This is nothing like I thought it would be in high school. I envied the lives of Kurt Cobain and Elliott Smith-- to the point where I blew coke and pain pills; drank cheap bum wines and malt liquor and would romance the idea that I was living as an artist. I couldn't cope with the normal run of the mill life that every 13 year old was jogging along with, so instead I took my mother's pink bic razor and burnt the bottom off of it. I had heard a girl in 7th grade tell me how she'd done this, and I thought it would be a good idea. The plastic dripped onto my leg and I clasped my fists together-- one around the razor, the other around the lighter. When I cut my wrist, blood didn't come right away. Instead, the sway red and gray wound felt awkward like a paper cut, and I had wished I didn't feel that way anymore. I continued to cut my wrists occasionally, but turned to something more gratifying-- like punching my temples.
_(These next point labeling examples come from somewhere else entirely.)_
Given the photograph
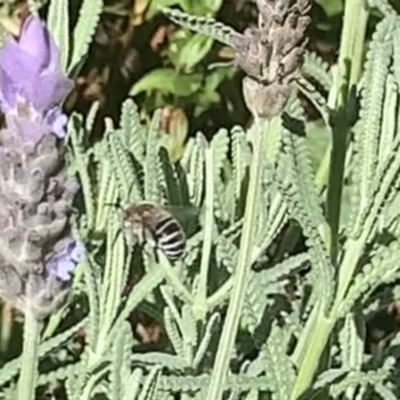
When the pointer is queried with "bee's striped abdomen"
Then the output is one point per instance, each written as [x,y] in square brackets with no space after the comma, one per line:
[170,238]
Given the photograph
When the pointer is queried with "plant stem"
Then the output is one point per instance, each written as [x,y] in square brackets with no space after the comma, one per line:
[200,301]
[313,340]
[349,72]
[219,374]
[29,362]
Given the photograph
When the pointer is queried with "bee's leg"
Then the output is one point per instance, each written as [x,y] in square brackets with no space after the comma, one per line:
[149,250]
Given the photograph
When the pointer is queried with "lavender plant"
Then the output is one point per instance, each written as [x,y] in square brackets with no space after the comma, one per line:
[246,314]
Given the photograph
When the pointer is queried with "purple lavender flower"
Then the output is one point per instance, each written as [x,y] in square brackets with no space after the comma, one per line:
[62,265]
[37,253]
[30,74]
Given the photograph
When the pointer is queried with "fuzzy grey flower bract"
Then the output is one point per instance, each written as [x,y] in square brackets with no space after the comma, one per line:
[29,69]
[37,252]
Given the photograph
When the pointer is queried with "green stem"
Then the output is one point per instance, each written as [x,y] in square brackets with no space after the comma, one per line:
[319,329]
[29,362]
[219,374]
[313,340]
[349,72]
[200,301]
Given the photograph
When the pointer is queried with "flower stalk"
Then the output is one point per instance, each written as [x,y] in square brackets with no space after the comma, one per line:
[29,361]
[242,271]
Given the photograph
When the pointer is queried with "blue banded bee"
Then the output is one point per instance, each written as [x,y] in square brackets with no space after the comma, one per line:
[155,225]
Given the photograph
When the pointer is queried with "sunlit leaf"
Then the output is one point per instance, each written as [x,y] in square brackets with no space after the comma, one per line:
[169,81]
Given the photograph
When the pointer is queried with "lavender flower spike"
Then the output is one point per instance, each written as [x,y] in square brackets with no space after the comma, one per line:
[30,73]
[37,252]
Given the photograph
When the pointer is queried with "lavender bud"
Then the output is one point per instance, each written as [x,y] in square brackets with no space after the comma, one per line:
[270,55]
[37,252]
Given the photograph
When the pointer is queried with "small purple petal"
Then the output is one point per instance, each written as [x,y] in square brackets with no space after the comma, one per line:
[35,40]
[57,121]
[63,264]
[30,68]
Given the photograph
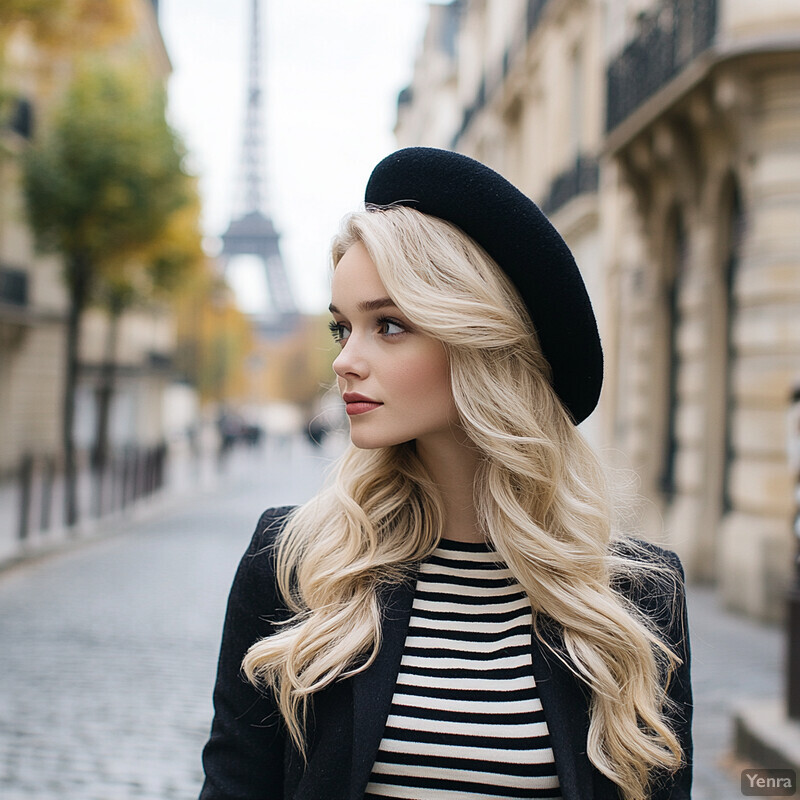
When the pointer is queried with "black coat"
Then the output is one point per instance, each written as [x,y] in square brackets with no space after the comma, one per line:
[249,757]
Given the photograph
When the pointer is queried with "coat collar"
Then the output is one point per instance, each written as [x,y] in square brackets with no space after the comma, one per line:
[565,703]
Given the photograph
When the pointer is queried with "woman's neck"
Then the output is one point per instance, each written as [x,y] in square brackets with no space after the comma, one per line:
[452,465]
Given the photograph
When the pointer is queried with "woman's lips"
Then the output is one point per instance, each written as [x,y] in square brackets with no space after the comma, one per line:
[360,407]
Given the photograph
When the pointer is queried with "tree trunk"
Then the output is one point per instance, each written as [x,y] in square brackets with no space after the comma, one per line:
[78,282]
[104,395]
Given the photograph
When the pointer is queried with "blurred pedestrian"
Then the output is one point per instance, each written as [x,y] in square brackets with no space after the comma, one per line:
[455,615]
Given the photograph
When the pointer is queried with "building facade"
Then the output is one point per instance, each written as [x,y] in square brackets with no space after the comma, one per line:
[662,137]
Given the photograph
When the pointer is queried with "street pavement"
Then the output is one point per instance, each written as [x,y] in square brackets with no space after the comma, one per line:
[108,650]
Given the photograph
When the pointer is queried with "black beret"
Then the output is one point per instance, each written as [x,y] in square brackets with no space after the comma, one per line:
[523,242]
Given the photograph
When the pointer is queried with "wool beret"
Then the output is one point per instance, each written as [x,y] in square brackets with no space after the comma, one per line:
[516,234]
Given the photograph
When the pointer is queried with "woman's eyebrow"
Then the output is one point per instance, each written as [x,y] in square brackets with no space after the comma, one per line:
[368,305]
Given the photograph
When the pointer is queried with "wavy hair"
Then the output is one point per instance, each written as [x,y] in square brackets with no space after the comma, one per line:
[540,495]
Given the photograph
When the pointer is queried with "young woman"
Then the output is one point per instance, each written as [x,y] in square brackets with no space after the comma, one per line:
[454,615]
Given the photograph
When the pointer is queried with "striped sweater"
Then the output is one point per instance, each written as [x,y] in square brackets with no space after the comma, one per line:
[466,721]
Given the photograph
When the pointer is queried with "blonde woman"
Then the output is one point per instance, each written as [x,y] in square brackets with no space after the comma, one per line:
[454,615]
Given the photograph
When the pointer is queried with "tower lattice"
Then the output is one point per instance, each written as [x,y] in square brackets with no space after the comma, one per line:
[251,231]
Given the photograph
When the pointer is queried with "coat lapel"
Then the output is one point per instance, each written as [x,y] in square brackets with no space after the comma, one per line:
[373,689]
[564,699]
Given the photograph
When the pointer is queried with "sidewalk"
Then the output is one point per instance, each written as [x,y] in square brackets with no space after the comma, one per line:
[135,619]
[734,661]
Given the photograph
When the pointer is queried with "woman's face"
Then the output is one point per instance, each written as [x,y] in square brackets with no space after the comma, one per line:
[394,380]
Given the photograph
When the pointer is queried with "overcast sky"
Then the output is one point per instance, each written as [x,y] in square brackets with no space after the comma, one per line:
[332,70]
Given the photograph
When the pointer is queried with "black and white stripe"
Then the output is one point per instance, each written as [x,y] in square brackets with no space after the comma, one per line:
[466,720]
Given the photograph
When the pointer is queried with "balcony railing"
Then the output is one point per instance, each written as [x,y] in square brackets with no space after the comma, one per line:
[13,286]
[580,178]
[669,37]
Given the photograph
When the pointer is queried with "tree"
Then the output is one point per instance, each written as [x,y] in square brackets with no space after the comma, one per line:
[102,182]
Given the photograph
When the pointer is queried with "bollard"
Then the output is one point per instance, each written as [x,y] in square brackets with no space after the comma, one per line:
[793,599]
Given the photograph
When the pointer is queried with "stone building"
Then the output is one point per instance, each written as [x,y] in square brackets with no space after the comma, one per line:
[34,303]
[662,137]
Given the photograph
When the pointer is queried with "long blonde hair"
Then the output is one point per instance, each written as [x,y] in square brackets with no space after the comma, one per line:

I suffered from migraines, so this didn't help at all either. When I was 9 years old I tried to hang myself from my older brother's top bunk on our bunk bed with a belt that I wrapped around the bed post. When I woke on the floor, I started crying from a spell that would last around three days. Everything made me sad-- my dog, whom I had embarassingly hurt by throwing a ball just out of the reach of the links of the chain wrapped around the tree in the back yard where my family was having some barbeque or get together. My uncle yelled at me, and I went to my room and pretended to go to sleep. I was deathly afraid at this time of being possessed by the devil-- and by ghosts and demons being underneathe my bed, so I would say a thirty minute prayer, including not to let our house burn down, in case I had left the clothes too close to the burner in the laundry room, indubitably.
These thoughts went away the first time I drank at a punk show when I was 12. I tried fighting one of my friends who had pushed me. I became defensive and jealous over anything that was mine and especially the things that I wanted to be mine-- or thought would be in a matter of time. My mannerisms were awkward-- my hair was long and I was overweight. I was a tragic looking sloppy kid who would pick his clothes from a spectrum of shadows. Everything was draped in black, and I would colour my finger nails black to match my black eyeliner. The bands, however were my friends who would write these lyrics to me. From this point, the room spun its first spin and I picked up a pen so as to never stop writing.